The fix is not an app. It is reducing switches through deliberate scheduling, communication agreements, and giving people a clear "when."
Protecting single-tasking time is the highest-leverage productivity move a leader can make.
Switch tasking vs. backtasking
- Switch tasking: attempting two attention-requiring tasks simultaneously (e.g. answering email while in a meeting) — you are just alternating rapidly, not doing both.
- Backtasking: a mindless or automatic task runs in the background (e.g. running on a treadmill while listening to a podcast) — this is genuinely productive.
- Every switch incurs cost: longer completion time, more errors, higher stress.
- The more complex the task, the higher the switching cost.
- People who claim to be great multitaskers are statistically among the worst at it — a classic blind spot.
The impact on the people you lead
- Switching attention while someone is talking communicates they are unimportant — the most common word people report feeling is "unimportant."
- The reverse is also true: putting the phone away and turning off the screen during a conversation signals that the person matters.
- Leaders who are hard to reach create "vultures" — people who circle and grab your attention the moment they get it, adding unrelated items because they don't know when the next chance will come.
- Hovering at the end of a conversation is a signal: the person fears they won't get another opportunity and is improvising.
Shifting from the culture of now to the culture of when
- The culture of now drives a chain reaction of texts, emails, and calls demanding immediate response — perpetuating switch tasking.
- The culture of when means communicating clear expectations about when you will respond, when you will meet, and when tasks will be done.
- People tolerate delay well when given a reliable "when" and you meet it.
- Start the shift with a conversation framed around serving the other person, not your own frustration.
- Agree on response-time norms for each communication channel (Slack, email, text) — the team should define what each channel is for and how quickly a reply is expected.
One-to-one huddles and the quick-question trap
- "Quick questions" erode the day — batch them instead.
- Schedule a regular one-to-one huddle to fire all quick questions at once, then return to focused work.
- One manufacturing company increased overall productivity by 20% from this single change.
Auditing where your time actually goes
- There are 168 hours in a week. Mapping rough time allocations (sleep, work, meetings, family) quickly reveals whether your mental accounting adds up.
- If your tally exceeds 168 hours, you are doing two things at once and calling it one — the hours are an illusion, not a bonus.
- After the audit: reconcile. Ask "what do I want?" rather than "how do I survive this week?"
- Even with a constraining boss or role, there are always hours you control — start there.
Using the calendar as the primary productivity tool
- The calendar is the most powerful productivity app available — not a new one.
- Use it to see the truth about your week and make strategic decisions rather than reacting.
- Budget generously: leave buffer between appointments and open time for inevitable interruptions.

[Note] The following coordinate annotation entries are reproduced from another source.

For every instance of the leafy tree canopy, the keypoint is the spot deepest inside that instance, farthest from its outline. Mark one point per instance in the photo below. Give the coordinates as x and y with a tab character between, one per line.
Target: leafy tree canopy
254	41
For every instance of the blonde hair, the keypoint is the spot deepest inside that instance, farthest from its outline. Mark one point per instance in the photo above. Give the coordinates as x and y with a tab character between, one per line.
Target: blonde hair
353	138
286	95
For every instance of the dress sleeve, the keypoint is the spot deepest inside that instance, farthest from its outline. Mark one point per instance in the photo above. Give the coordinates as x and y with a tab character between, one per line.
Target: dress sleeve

- Scheduling every minute is a mistake — under-spending time is the goal.
- Google Calendar's speedy meetings setting defaults meetings to 50 or 25 minutes, building buffer automatically.
- Structured days create freedom in the moment: when you have already decided where time goes, you can be fully present with whoever is in front of you.
Saying no as an ongoing practice
- Even advocates of focus need to keep practising saying no.
- A useful filter: if something can be delayed a week, test whether it can wait a month; if a month, test a year — some things can simply be dropped.